R: Oh, listen to that voice, it's all perky and I need a Kleenex! Can somebody get me a tissue? Hah can you believe it, I'm sitting here suffering and these people from Lemsip Max won't even get me a tissue!

T: Women are stealing everything from men at the moment. Why do you want to steal everything from us, you're stealing politics and fashion and now you want to steal man flu and reclaiming it as girly flu.

R: Ok, so I'll cut you a deal, we'll take the jobs and you can sit at hoe covered in your own mucus. There's my deal for you.

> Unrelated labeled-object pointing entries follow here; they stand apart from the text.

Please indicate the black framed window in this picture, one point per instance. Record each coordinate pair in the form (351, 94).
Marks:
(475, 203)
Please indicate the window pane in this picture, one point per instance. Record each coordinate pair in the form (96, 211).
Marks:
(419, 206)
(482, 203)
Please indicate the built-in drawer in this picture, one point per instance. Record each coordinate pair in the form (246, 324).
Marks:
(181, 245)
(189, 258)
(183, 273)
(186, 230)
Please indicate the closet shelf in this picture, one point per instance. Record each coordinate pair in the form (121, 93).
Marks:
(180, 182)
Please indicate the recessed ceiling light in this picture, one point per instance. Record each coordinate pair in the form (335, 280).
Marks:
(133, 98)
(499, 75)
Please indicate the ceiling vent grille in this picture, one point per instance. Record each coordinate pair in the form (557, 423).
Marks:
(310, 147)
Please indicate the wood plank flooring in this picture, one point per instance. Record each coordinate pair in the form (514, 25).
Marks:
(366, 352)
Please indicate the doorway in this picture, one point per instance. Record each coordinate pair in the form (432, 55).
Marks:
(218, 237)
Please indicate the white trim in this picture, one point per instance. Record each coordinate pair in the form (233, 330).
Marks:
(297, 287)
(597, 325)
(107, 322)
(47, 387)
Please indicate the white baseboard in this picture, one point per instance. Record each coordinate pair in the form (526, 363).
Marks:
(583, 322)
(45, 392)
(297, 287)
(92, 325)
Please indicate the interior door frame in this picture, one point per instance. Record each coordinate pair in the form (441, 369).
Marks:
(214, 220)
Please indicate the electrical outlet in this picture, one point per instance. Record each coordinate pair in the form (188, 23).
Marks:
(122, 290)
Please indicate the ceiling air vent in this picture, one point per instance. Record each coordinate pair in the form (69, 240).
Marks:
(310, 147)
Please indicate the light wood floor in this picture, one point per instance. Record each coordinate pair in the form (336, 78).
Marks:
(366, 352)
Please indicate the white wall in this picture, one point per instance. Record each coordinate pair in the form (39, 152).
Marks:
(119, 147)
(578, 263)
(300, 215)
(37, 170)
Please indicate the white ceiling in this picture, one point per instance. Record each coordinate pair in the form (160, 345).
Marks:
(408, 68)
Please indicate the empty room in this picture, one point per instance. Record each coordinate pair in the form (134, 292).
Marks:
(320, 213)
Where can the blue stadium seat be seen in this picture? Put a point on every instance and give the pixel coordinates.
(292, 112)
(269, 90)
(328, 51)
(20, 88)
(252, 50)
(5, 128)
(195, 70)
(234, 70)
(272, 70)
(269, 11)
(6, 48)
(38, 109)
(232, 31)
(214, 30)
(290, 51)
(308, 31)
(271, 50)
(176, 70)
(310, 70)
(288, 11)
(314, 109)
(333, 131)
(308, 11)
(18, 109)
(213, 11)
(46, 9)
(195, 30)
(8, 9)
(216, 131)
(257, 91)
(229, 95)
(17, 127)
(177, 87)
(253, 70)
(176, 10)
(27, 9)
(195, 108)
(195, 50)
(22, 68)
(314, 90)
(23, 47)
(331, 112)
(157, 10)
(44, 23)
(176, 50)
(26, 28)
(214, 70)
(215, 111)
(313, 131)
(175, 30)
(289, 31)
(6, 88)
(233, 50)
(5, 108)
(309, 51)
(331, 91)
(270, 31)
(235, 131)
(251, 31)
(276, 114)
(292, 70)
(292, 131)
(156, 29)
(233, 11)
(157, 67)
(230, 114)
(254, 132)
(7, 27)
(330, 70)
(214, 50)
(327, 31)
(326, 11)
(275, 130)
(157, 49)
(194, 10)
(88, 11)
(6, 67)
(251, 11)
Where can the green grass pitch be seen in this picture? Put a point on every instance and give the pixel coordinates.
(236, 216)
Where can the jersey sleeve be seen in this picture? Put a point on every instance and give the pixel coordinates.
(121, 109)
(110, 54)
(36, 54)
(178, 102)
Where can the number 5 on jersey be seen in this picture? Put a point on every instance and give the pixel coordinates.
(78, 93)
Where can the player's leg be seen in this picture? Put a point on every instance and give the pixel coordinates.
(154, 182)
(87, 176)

T: There's got to be a halfway house...

R: Did you never realise that women are ill also? Did you never think that when we're leaving the house, like I have this morning because my husband's too lazy to make a living, that we may be a little bit ill?

T: Well a little bit.

R: A little bit? Look at me. Look at what is coming out of my nose.

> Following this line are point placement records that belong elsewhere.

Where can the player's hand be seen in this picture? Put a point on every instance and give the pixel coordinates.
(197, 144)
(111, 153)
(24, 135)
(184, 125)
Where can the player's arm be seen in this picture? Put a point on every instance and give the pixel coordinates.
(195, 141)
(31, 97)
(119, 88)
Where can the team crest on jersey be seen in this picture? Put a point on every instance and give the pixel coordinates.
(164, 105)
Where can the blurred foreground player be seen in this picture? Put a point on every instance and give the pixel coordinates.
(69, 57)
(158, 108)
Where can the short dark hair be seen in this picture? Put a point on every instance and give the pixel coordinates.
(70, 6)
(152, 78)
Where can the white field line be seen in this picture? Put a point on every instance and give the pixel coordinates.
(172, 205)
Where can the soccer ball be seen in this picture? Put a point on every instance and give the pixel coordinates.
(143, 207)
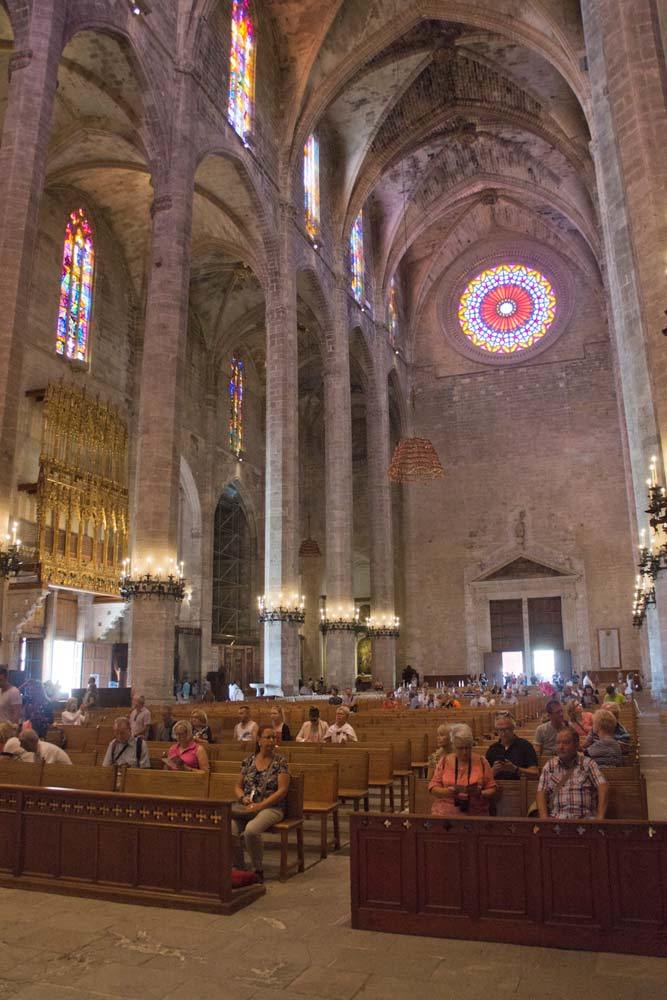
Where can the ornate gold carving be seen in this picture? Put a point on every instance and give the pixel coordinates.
(82, 496)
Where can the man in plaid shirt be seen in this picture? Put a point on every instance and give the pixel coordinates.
(571, 786)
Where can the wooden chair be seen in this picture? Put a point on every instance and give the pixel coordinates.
(292, 821)
(91, 778)
(353, 770)
(320, 797)
(15, 772)
(182, 784)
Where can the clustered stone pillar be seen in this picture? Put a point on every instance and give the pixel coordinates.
(381, 534)
(281, 639)
(340, 645)
(156, 496)
(25, 139)
(629, 125)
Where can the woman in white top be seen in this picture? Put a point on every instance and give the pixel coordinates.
(341, 731)
(72, 715)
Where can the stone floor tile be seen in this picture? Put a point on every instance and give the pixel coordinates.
(324, 982)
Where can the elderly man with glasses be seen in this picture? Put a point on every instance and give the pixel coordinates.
(511, 756)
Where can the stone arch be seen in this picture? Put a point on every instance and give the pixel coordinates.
(155, 86)
(540, 40)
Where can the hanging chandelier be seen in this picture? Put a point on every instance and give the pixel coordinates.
(415, 460)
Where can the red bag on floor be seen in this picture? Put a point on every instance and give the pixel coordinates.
(239, 878)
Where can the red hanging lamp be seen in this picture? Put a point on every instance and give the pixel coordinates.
(415, 460)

So what is the research all about?

T: Well it's basically a third of men have discovered by living with the women around them that they've taken over girly flu and are using our own tactics against us. Like saying "Oh I'm too ill to go out." But when their friends come round they're suddenly fine again.

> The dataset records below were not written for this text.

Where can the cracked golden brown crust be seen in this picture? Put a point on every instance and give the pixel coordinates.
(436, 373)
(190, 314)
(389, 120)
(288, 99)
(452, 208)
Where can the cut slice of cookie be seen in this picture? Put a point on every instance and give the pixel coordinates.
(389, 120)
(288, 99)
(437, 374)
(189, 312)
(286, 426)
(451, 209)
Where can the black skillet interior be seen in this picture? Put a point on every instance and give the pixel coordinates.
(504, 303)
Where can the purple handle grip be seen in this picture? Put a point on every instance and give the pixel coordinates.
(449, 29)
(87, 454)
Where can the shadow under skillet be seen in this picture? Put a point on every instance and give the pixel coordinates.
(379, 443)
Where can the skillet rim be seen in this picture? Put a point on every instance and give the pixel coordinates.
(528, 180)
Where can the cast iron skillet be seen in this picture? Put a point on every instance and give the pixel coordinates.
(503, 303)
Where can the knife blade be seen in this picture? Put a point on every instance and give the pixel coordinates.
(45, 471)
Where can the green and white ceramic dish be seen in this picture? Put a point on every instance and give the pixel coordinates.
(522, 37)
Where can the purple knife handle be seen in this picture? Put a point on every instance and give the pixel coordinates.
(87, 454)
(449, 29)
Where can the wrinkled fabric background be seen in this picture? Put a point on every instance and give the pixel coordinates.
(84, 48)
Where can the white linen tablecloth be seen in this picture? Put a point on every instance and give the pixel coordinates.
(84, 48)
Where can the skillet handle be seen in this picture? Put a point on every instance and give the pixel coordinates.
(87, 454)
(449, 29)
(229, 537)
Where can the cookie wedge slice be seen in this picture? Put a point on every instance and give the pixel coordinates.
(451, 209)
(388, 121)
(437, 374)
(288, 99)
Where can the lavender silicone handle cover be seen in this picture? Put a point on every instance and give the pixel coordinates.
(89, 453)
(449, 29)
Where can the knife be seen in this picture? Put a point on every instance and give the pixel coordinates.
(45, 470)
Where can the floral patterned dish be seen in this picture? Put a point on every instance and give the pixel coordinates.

R: It's like the male is too ill to do the housework but then he can manage to go down the pub to get a pint. It's a miracle. It's like Jesus lifting off and walking across the desert. He cant' answer the phone but he can play on his little - what's that thing called where you twiddle your thumbs around on that thing?

T: Oh, a games console?! I wondered where you were going with that one. What we're basically saying is it's not fair, you stealing our one make thing where we can lie there and suffer.

R: It's such self indulgence. "I can't get up! Get me the remote control! Please lower the lid of the toilet!" Like you've ever done that.

T: The hinge works both ways, you can lift it up yourself as well. It's not difficult.

R: Why would we want to lift it up to put our heads in it and kill ourselves by banging ourselves with the lid. That would be the only reason - there's nothing more naueseating than a man who's got the flu. Nothing is more grotesque. There must be research into why divorce happens, like when you move house and when you see a man who's got the flu.

T: You're picking on me! Why would you want to steal this from us and claim it as your own?

R: Do you see what we're talking about here? We're talking about a cold.

T: Oh we're talking about the flu here, it's very different. I mean, would it kill you when you're doing the shopping to buy tissues with nice soft balm on them? It wouldn't kill you.

R: Buy your own tissues! We're the woman, we hate you. You don't deserve the flu. Flus are going to go right over you now because even the viruses are grossed out by you.

Does that mean you get free Lemsip? Seems like you might need some!

R: I get free Lemsip - that's why I'm doing this gig!

T: That's the only reason she's in today.

R: Yeah but I think it was a fake one because I took it and nothing is happening. No no, that's a lie. But I do think they're giving me fake ones so I stick around.